HI, I am reading this book and I am on chapter4 right now and I also encountered this problem. In my case I didn't use pure Keras but I use tf.keras which should not be different. I have been doing research for a while but still no clues. There are other facing the same problem as me when use tf.keras. But when I removed the BatchNormalization layer from generator and discriminator, the network worked just fine. I am really confused. Do you have any idea??? I know that there is a paper suggesting that we should use batch norm layer for training GAN but even the example code in Keras site did not use it.

https://keras.io/examples/generative/dcgan_overriding_train_step/

I am really not sure about the purpose of using batch norm in GAN right now or is it just because I use tf.keras?? I use tensorflow version 2.6.0 on google colab

donlaiq commented 2 years ago

Hello Nevermetyou65, The problem I was talking about when I started this thread is called 'Mode Collapse', but I found this name later.
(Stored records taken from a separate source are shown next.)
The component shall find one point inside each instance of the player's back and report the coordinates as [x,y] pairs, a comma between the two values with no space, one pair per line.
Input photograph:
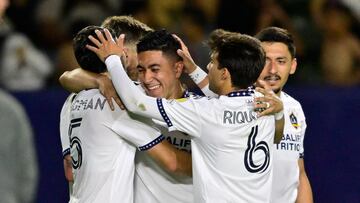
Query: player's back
[288,152]
[103,163]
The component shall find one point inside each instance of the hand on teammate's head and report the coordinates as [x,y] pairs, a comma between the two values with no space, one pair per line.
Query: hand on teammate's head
[106,45]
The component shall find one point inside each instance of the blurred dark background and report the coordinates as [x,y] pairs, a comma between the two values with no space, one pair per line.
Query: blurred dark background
[36,48]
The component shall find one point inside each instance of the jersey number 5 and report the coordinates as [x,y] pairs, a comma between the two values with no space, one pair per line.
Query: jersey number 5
[75,144]
[252,148]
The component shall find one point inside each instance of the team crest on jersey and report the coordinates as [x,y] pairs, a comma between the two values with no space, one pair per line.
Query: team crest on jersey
[76,152]
[294,121]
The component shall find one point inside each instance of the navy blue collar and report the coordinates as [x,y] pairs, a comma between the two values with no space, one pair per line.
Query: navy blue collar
[187,94]
[242,93]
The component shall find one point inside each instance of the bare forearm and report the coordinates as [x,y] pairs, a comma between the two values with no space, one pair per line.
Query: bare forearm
[279,130]
[304,189]
[173,160]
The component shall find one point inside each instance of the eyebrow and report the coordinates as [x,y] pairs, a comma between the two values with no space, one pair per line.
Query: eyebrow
[150,66]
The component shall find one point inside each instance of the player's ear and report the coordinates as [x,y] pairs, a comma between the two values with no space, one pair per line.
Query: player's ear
[293,66]
[179,66]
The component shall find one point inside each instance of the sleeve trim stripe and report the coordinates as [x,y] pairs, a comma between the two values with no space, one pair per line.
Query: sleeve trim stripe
[66,152]
[152,143]
[163,113]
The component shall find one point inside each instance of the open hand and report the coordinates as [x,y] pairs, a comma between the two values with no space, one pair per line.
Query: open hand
[268,104]
[106,45]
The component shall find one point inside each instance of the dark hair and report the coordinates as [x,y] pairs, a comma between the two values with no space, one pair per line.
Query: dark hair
[276,34]
[87,59]
[133,29]
[161,41]
[241,54]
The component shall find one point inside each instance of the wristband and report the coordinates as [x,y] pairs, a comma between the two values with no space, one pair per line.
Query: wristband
[198,75]
[279,115]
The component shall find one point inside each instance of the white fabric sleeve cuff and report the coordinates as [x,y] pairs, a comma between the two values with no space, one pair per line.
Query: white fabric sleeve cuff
[208,92]
[279,115]
[198,75]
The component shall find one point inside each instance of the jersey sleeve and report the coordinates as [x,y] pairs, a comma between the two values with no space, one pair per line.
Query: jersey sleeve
[303,130]
[64,125]
[181,114]
[141,132]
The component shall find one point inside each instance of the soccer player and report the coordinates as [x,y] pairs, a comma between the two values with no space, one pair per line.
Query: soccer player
[153,183]
[102,157]
[65,141]
[291,183]
[231,146]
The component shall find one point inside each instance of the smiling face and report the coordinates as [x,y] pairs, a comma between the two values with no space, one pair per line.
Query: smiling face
[159,74]
[279,65]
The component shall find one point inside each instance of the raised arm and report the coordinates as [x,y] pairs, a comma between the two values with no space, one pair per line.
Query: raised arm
[269,104]
[198,75]
[110,51]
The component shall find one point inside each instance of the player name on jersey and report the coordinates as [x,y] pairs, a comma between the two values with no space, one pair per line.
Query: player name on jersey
[93,103]
[289,142]
[238,117]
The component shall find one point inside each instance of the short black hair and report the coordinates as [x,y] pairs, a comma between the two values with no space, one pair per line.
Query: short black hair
[133,29]
[241,54]
[87,59]
[160,40]
[276,34]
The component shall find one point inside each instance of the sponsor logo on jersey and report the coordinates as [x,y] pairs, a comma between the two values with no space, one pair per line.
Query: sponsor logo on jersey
[294,121]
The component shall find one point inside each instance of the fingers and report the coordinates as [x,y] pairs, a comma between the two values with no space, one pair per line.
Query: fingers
[263,84]
[95,41]
[120,40]
[100,36]
[109,101]
[120,104]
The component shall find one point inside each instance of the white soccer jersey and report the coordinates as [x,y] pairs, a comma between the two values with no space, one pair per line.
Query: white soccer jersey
[103,162]
[153,184]
[64,125]
[288,152]
[231,148]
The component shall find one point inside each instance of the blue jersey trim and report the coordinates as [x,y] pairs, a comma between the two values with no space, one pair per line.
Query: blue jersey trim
[152,143]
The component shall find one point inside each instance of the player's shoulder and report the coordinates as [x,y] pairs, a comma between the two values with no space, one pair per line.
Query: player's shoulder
[286,98]
[291,103]
[90,99]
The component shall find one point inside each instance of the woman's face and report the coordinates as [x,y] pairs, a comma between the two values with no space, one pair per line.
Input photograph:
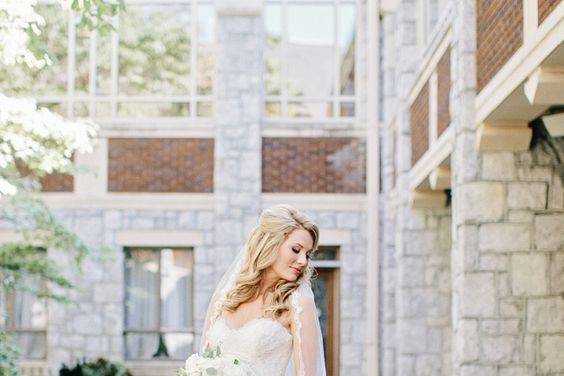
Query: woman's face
[293,255]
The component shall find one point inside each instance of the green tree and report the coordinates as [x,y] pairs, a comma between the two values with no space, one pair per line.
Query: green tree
[35,142]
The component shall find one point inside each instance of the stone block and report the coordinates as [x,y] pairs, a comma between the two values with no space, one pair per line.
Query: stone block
[552,353]
[549,232]
[557,273]
[498,166]
[504,237]
[528,274]
[478,295]
[466,346]
[527,195]
[469,370]
[480,202]
[498,349]
[545,315]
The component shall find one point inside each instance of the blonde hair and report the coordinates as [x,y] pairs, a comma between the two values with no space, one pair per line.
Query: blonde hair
[274,227]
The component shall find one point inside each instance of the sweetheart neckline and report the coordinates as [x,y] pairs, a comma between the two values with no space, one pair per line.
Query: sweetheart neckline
[256,319]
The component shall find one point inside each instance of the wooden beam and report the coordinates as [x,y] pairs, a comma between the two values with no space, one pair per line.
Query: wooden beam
[420,199]
[514,136]
[439,178]
[545,86]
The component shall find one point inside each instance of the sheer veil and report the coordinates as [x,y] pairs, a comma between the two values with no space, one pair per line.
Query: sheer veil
[307,337]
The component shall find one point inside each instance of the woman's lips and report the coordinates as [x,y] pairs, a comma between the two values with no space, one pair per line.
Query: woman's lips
[297,271]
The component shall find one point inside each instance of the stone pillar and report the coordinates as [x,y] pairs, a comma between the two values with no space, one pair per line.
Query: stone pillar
[238,109]
[422,291]
[508,253]
[386,204]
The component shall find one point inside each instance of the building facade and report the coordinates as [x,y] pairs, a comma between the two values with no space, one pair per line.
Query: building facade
[471,199]
[209,112]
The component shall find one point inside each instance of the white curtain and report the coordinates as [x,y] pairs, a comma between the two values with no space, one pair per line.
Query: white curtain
[141,307]
[30,314]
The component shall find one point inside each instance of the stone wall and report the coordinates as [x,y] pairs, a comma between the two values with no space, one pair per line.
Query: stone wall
[94,326]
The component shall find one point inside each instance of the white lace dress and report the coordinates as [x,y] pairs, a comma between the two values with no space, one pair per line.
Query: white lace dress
[263,344]
[266,346]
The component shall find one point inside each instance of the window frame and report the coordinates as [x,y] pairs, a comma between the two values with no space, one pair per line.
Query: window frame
[159,330]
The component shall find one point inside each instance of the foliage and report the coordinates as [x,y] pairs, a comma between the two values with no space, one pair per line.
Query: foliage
[99,367]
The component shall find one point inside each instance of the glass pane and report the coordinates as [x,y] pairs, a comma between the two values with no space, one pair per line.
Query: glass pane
[204,109]
[310,109]
[320,287]
[310,52]
[347,110]
[176,289]
[326,253]
[272,68]
[179,345]
[154,50]
[141,346]
[347,26]
[206,57]
[153,109]
[272,109]
[50,80]
[32,346]
[29,311]
[141,289]
[103,64]
[59,108]
[82,68]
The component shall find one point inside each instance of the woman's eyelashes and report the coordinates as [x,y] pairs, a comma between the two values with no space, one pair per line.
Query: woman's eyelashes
[297,251]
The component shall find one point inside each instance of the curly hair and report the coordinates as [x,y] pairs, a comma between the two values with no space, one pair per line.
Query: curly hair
[274,227]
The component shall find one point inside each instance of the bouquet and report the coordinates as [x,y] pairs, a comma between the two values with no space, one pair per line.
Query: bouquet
[213,363]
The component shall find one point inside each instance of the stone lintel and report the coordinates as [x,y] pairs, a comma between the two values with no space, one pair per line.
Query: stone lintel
[439,178]
[238,7]
[425,199]
[504,136]
[545,86]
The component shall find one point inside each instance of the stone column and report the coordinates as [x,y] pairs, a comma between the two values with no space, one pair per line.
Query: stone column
[508,228]
[422,285]
[238,109]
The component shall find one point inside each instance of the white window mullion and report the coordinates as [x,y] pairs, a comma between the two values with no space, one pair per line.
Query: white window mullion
[193,57]
[92,78]
[115,66]
[283,60]
[71,51]
[337,62]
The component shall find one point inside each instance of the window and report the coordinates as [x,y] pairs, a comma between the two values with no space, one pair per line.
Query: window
[159,63]
[325,289]
[310,66]
[24,316]
[158,303]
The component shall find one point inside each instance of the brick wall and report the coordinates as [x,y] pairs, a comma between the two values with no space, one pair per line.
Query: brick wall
[160,165]
[443,92]
[420,124]
[57,183]
[316,165]
[546,7]
[499,33]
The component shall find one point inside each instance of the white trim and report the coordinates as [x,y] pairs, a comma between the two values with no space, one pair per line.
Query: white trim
[158,238]
[432,159]
[149,201]
[530,19]
[317,201]
[428,66]
[522,64]
[95,180]
[433,108]
[10,236]
[334,237]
It occurs when the generator finds a small number of samples that fool the discriminator and therefore isn’t able to produce any examples other than a limited set. You should use the BatchNormalization layer when the difference between the weights of your data is too large (to avoid the 'exploding gradient' problem). Maybe the example you are mentioning doesn't need it because of the already normalized values of your data. Maybe the size of your batches could be also an issue. Small batches are quick to estimate, but their estimations are not so accurate. In my experience, and according to we were discussing in this thread, the new versions of the same tool don't guarantee the backward compatibility, meaning that what works in this current version maybe won't work in a future version without tuning the source code. I hope you can find some kind of solution from this.
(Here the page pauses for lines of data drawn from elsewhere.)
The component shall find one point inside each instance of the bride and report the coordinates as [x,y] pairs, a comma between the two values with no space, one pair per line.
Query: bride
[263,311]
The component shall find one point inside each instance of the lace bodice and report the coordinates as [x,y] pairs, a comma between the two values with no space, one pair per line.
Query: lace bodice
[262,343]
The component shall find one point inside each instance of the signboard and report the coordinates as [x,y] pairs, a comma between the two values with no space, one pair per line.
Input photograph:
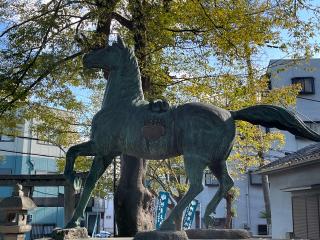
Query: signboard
[189,214]
[162,206]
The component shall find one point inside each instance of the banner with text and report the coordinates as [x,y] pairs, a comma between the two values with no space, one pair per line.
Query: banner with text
[189,214]
[162,206]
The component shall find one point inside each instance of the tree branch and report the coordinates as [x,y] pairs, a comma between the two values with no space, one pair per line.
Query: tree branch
[122,20]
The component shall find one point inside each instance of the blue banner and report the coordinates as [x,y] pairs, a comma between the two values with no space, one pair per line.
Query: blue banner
[162,206]
[189,214]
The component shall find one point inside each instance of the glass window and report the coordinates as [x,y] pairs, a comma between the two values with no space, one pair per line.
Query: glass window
[5,138]
[210,179]
[255,179]
[5,171]
[307,84]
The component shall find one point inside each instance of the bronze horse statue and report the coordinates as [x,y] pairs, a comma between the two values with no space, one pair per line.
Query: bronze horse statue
[202,133]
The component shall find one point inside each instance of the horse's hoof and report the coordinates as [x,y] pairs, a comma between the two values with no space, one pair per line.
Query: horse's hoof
[72,224]
[209,221]
[168,226]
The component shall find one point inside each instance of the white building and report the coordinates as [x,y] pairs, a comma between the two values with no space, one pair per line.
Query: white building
[284,182]
[248,206]
[28,155]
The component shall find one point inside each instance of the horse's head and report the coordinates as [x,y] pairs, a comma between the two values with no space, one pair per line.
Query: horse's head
[108,57]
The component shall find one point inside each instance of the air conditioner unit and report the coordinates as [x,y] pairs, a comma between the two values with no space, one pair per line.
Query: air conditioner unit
[262,229]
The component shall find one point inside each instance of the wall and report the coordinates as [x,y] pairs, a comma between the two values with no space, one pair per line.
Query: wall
[282,71]
[42,160]
[248,205]
[281,206]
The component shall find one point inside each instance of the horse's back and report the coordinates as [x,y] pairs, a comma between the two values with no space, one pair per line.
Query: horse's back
[204,128]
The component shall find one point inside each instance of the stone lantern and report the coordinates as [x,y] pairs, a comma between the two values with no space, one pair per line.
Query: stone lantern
[13,215]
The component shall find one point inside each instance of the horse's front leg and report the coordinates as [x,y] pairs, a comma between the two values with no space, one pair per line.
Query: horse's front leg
[99,165]
[82,149]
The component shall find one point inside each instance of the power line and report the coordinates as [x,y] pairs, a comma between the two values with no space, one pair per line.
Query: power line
[46,193]
[34,154]
[309,99]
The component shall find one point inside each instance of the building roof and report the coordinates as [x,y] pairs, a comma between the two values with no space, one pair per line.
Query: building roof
[305,156]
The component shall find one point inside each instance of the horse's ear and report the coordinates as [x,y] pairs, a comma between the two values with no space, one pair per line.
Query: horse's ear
[120,42]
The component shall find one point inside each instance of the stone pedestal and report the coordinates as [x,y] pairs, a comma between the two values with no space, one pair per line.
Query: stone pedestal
[161,235]
[218,234]
[69,233]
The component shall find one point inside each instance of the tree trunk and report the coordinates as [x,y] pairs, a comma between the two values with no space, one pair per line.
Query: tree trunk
[266,192]
[134,203]
[229,199]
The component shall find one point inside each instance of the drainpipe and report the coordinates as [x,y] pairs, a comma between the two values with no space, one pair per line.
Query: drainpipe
[248,202]
[29,161]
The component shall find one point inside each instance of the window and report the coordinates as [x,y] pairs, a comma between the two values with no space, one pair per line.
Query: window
[315,126]
[5,138]
[255,179]
[307,84]
[47,138]
[210,180]
[5,171]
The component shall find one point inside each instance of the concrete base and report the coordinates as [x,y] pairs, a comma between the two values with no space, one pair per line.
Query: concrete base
[218,234]
[13,237]
[161,235]
[69,233]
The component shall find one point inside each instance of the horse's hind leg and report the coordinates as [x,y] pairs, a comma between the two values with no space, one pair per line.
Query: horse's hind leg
[82,149]
[220,171]
[99,165]
[194,167]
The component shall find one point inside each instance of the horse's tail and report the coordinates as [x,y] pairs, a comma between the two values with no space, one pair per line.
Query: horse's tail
[276,117]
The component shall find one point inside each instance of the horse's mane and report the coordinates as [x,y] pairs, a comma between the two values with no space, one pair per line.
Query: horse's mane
[131,63]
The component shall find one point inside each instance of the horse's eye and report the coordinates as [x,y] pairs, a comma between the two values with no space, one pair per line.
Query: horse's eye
[96,47]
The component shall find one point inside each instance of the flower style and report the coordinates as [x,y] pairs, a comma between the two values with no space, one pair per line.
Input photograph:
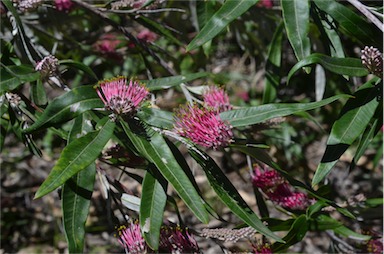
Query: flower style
[121,98]
[217,99]
[278,190]
[372,59]
[203,126]
[131,239]
[177,240]
[63,5]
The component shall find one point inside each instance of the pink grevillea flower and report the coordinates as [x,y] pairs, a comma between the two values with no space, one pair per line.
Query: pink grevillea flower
[278,190]
[119,97]
[217,99]
[63,5]
[131,239]
[203,126]
[177,240]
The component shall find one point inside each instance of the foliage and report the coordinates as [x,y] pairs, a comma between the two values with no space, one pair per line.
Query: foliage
[311,75]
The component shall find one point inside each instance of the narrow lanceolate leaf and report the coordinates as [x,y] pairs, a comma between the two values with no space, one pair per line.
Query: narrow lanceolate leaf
[351,23]
[295,234]
[76,194]
[272,66]
[296,20]
[257,114]
[76,156]
[152,205]
[343,66]
[16,75]
[228,193]
[167,82]
[157,151]
[230,10]
[354,118]
[67,107]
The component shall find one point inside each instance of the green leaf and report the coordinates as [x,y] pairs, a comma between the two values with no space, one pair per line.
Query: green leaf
[157,151]
[167,82]
[79,66]
[156,117]
[67,107]
[343,66]
[153,200]
[228,193]
[295,234]
[351,23]
[272,67]
[16,75]
[296,20]
[76,156]
[230,10]
[76,200]
[253,115]
[354,118]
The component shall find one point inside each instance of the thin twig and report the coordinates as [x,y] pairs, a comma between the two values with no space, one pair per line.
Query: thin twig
[363,9]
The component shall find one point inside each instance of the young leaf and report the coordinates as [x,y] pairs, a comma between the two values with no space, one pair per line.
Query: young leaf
[228,193]
[343,66]
[230,10]
[76,156]
[157,151]
[296,20]
[153,199]
[353,120]
[67,107]
[257,114]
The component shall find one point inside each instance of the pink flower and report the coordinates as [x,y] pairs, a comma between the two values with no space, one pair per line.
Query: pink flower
[177,240]
[278,190]
[63,5]
[119,97]
[203,127]
[131,239]
[217,99]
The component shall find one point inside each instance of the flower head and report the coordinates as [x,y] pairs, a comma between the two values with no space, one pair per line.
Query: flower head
[63,5]
[278,190]
[203,126]
[217,99]
[47,66]
[131,239]
[372,59]
[121,98]
[177,240]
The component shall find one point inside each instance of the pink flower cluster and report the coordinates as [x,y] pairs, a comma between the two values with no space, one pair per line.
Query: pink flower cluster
[172,240]
[203,126]
[119,97]
[217,99]
[278,190]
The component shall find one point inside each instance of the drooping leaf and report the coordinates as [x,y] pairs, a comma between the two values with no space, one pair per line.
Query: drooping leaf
[295,234]
[167,82]
[157,151]
[79,66]
[258,114]
[16,75]
[230,10]
[272,66]
[153,200]
[67,107]
[351,23]
[344,66]
[296,20]
[228,193]
[76,156]
[354,118]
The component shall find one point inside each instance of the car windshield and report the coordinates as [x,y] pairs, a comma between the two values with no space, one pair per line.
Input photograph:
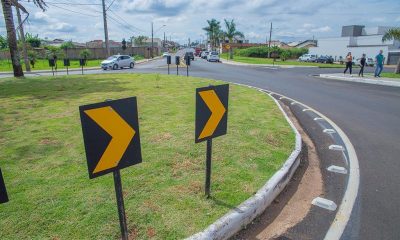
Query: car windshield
[112,58]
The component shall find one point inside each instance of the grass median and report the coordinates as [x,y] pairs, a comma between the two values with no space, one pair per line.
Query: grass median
[43,161]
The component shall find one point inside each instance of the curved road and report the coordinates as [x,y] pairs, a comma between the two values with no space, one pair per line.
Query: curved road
[369,114]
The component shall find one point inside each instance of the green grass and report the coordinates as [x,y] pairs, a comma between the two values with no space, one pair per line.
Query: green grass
[254,60]
[43,64]
[43,160]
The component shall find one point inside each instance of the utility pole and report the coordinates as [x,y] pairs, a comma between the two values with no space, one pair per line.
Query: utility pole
[269,42]
[22,38]
[105,27]
[152,40]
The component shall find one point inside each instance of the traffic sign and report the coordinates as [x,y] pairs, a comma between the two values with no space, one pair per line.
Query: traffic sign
[3,191]
[211,112]
[111,135]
Nevermetyou65 commented 2 years ago

Hello Nevermetyou65, The problem I was talking about when I started this thread is called 'Mode Collapse', but I found this name later. It occurs when the generator finds a small number of samples that fool the discriminator and therefore isn’t able to produce any examples other than a limited set. You should use the BatchNormalization layer when the difference between the weights of your data is too large (to avoid the 'exploding gradient' problem). Maybe the example you are mentioning doesn't need it because of the already normalized values of your data. Maybe the size of your batches could be also an issue. Small batches are quick to estimate, but their estimations are not so accurate. In my experience, and according to we were discussing in this thread, the new versions of the same tool don't guarantee the backward compatibility, meaning that what works in this current version maybe won't work in a future version without tuning the source code. I hope you can find some kind of solution from this.

Yes, Thanks a lot for your reply, so it's a mode collapse. I have heard about it before, but FYI the example I mentioned in my comment is exactly the same code written in chapter 4 in this book, which used batch norm layer in both generator and discriminator. I also used the same mini-batch size and double checked if I coded mistakenly somewhere. The only different is I used tf.keras.
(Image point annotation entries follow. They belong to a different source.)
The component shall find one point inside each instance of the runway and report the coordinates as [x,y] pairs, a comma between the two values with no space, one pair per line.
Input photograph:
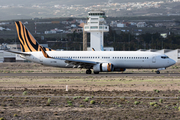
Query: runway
[104,97]
[85,75]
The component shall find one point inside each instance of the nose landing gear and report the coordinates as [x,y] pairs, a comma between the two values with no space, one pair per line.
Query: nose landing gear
[88,71]
[157,72]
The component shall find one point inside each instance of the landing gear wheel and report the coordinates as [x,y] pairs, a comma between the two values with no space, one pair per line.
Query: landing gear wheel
[96,72]
[158,72]
[88,71]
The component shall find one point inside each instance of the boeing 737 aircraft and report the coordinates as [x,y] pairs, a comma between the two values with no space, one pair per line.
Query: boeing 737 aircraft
[98,61]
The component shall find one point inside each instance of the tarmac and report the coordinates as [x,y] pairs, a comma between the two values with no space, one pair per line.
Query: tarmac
[84,75]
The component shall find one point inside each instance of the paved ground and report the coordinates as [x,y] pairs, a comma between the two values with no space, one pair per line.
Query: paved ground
[83,74]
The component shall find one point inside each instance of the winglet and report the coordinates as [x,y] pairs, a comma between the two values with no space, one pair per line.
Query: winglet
[93,49]
[44,53]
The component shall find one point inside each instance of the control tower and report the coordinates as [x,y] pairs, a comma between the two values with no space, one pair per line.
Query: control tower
[96,25]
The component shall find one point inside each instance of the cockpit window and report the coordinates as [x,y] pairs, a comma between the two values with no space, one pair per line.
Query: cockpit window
[164,57]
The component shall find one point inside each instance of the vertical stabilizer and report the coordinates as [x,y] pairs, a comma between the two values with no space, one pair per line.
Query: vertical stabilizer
[27,41]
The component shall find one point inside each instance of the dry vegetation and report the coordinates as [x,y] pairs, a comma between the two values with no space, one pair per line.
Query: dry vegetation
[88,97]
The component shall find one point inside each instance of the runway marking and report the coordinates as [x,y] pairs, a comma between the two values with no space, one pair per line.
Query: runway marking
[85,75]
[106,97]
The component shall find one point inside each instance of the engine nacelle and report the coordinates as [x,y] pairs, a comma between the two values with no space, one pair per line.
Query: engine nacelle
[103,67]
[120,69]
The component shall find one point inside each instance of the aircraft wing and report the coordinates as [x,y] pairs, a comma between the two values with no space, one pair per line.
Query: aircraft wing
[16,52]
[69,61]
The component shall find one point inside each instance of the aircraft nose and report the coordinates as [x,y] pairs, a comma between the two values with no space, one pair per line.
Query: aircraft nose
[172,62]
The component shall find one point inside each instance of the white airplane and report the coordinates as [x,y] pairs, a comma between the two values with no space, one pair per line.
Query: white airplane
[99,61]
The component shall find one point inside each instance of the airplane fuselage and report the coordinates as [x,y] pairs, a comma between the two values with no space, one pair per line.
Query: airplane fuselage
[120,59]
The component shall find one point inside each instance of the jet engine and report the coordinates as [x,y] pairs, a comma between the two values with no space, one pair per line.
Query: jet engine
[120,69]
[103,67]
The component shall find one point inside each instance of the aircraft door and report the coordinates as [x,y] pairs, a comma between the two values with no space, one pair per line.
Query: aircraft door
[41,59]
[153,59]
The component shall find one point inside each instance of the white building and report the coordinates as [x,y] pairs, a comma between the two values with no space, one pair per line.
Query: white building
[141,24]
[121,25]
[96,25]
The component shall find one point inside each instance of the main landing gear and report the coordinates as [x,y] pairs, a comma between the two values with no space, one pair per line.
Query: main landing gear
[88,71]
[157,72]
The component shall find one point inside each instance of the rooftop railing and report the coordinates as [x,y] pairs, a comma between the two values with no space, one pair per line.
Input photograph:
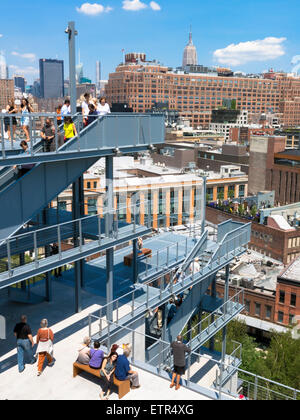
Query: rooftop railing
[112,131]
[232,381]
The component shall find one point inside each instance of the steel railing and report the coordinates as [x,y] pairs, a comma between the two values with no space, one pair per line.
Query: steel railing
[253,387]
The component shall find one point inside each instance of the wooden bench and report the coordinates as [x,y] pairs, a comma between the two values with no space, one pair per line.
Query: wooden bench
[123,386]
[129,258]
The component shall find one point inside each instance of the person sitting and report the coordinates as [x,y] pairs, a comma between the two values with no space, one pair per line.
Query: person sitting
[124,372]
[96,356]
[107,373]
[48,135]
[84,353]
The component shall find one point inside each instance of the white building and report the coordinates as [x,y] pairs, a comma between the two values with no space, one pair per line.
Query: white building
[224,128]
This guy is facing the same problem as me. https://github.com/GANs-in-Action/gans-in-action/issues/14

But reading your reply, the difference in version of packages should be the problem I guess. I actually found the solution and that is to remove batch norm layer form both generator and or from discriminator, I have not tried every possible options though. I just do not understand why.